On our fourth day of the Camino, I felt that I had gotten into my natural groove of walking -- slow but very steady. After three days of daily 10 kilometre walks, I felt that my body had started to get used to this pace -- however it sometimes asked me "What, where are the malls? Why aren't we stopping to shop?"
But I did stop -- and quite frequently too. I stopped to catch my breath (particularly when going uphill), I stopped to take a drink of water and yes, I most often stopped to take pictures -- of the scenery, but once in a while of myself.
Today's walk would take us 10 kilometres, from Morgade to Portomarin. We started by following this winding country path that slowly and gently sloped uphill. We saw another quaint stone chapel by the roadside but like some of the others I had seen, this was closed and seemed to have been unused for quite some time.
I would have wanted a sello from this charming stone church surrounded by the village cemetery. This is the very well preserved Romanesque church of Santa Maria de Ferreiros which dates back to the 12th century.
The gate was open so we walked through the cemetery, peering at and reading the names on the graves and the tombstones.
While the Camino is certainly vibrant and very much alive -- death is also present along the way. Aside from the roadside cemeteries there are instances where I saw small memorials to people who had passed away. I do not know if they died doing the Camino or if a pilgrim was walking in their memory.
This cross was a shrine to a young man named Thomas whom someone must have loved very much. Other pilgrims continue to keep this shrine alive by placing fresh leaves, flowers and even stones on the cross, in Thomas' memory.
You will never get lost along the Camino. Aside from following other pilgrims, you will see these omnipresent yellow arrows which are found just about anywhere, even painted on stones on the ground. They can be very useful particularly when you come to a junction.
We had started the day's walk at 99.5 at Morgade and at the hamlet of Pena dos Gorvos my henro
and I stopped at the 96 km mark. While we had walked more than 3 kilometres, there were still 7 kilometres to go.
Sometimes I try not to look at these markers -- on particularly challenging days, my muscles
would scream at me "What?! We aren't even halfway there yet?!"
Thankfully, we caught up with the rest of the Amigos when they stopped at this most welcoming albergue in the village of Mercadoiro. I would have wanted to try the hammock but another peregrino had beaten me to it.
The resident cat looked at us calmly and did not even budge from his comfortable perch.
The view from this albergue was gorgeous -- lots of trees, gently sloping green hills -- so idyllic.
The cool air revived and rejuvenated me.
This was really a lovely and much appreciated break for this peregrina and this henro.
The albergue served "real" food -- and it was not limited to the usual bocadillo, empanada or chips.
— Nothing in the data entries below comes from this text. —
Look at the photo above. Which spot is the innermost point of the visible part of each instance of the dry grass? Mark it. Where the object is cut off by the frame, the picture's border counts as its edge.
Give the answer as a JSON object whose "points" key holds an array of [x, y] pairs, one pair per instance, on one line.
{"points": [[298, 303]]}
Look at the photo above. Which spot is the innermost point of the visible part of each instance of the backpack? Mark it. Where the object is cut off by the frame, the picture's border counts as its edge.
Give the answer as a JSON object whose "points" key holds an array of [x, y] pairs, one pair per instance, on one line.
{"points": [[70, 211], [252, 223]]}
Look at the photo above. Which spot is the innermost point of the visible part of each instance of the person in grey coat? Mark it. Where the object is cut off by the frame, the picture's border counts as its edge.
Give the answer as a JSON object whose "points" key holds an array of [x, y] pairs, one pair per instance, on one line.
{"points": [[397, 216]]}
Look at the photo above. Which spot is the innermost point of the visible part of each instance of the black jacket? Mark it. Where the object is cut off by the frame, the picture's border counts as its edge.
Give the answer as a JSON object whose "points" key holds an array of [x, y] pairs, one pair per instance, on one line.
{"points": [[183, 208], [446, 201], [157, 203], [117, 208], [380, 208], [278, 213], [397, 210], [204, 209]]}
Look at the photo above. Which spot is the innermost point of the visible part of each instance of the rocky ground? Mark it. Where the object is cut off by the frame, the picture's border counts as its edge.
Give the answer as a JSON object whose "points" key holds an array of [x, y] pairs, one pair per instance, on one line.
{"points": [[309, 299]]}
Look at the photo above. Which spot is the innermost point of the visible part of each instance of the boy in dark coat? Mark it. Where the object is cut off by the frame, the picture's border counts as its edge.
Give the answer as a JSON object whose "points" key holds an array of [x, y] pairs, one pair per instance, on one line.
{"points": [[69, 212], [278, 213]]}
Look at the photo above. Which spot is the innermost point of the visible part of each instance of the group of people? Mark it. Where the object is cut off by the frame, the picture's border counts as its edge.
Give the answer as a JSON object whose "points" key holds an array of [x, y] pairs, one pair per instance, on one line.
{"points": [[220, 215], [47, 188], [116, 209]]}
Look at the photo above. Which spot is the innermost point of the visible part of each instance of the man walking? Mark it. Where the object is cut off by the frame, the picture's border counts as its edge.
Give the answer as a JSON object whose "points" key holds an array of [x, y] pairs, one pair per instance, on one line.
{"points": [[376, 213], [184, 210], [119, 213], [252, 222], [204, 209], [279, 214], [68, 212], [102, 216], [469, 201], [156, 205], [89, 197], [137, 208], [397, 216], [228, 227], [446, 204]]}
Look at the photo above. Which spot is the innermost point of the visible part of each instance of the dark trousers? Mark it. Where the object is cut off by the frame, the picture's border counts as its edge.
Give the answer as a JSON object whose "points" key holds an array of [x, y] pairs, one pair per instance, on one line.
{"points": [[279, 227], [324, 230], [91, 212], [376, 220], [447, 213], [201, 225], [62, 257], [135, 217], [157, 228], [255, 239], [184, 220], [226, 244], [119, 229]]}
We shared an order of chorizos al vinagre or chorizos cooked in vinegar. With large chunks of bread to sop up the delicious tart sauce with, it was a most delicious mid-Camino snack, in the midst of a
breezy al fresco setting.
breezy al fresco setting.
With the chorizos properly disposed of, it was time to move along. Passing through another small village with old stone farmhouses, I was surprised to see this dog followed by a herd of cows, walking stolidly behind him.
While cows are fixtures along the Camino, this was the first time I saw them herded along by a dog. This dog was just so smart -- he shepherded his flock through, passing by excited pilgrims, all snapping their cameras, without even a glance nor a woof.
He was so focused on his herd and ran from front to back, making sure not one cow was left behind. He was truly an example of the "Good shepherd" taking care of his "flock".
Uplifted by that little gift of "grace", my steps became lighter as the Camino continued through straight country roads. We passed by scenic farms enclosed by low stone walls, overgrown with weeds and wild flowers.
And since I walked so slow, we would just exchange a "Buen camino" before they quickly disappeared from my view.
We finally came to this wide open field where we could see Portomarin in the horizon. So near yet still so far.
It was a long and steep downhill descent over a cement road -- I was so relieved when we finally caught sight of the bridge leading to Portomarin.
The approach to the bridge is well signposted. Arrows point to Portomarin, an important stop along the Camino de Santiago.
The bridge into town is long, wide and high above the river. It was a pleasant walk from end to end - the Rio Mino flowed green and clean below us.
Everyone had to move to higher ground and all the old houses and buildings were completely submerged.
While one can go to the centre of town using the roadway, it is traditional for pilgrims to climb these steep steps called the Stairs of the Lady of the Snows. The view from the top is exhilarating -- specially as it signals that we have all arrived safe and the day's walk is done.
This is the ancient church of Portomarin, the Iglesia de San Nicolas. It is one of the most unique churches I have seen -- appealing in its compact simplicity.
This church is the original structure, dating back to the 12th century. Each piece of brick and stone was painstakingly and lovingly taken apart and rebuilt on this spot, when they submerged the old town in 1962.
Later on we would have the chance to hear mass at this church. But for now, it was time for the Amigos to again celebrate the end of another day's walk.
There was a platter of pulpo Gallega to be shared with the Amigos and just for me, an ice cold bottle of cerveza Mahou. Vale'! I am ready for Day 5!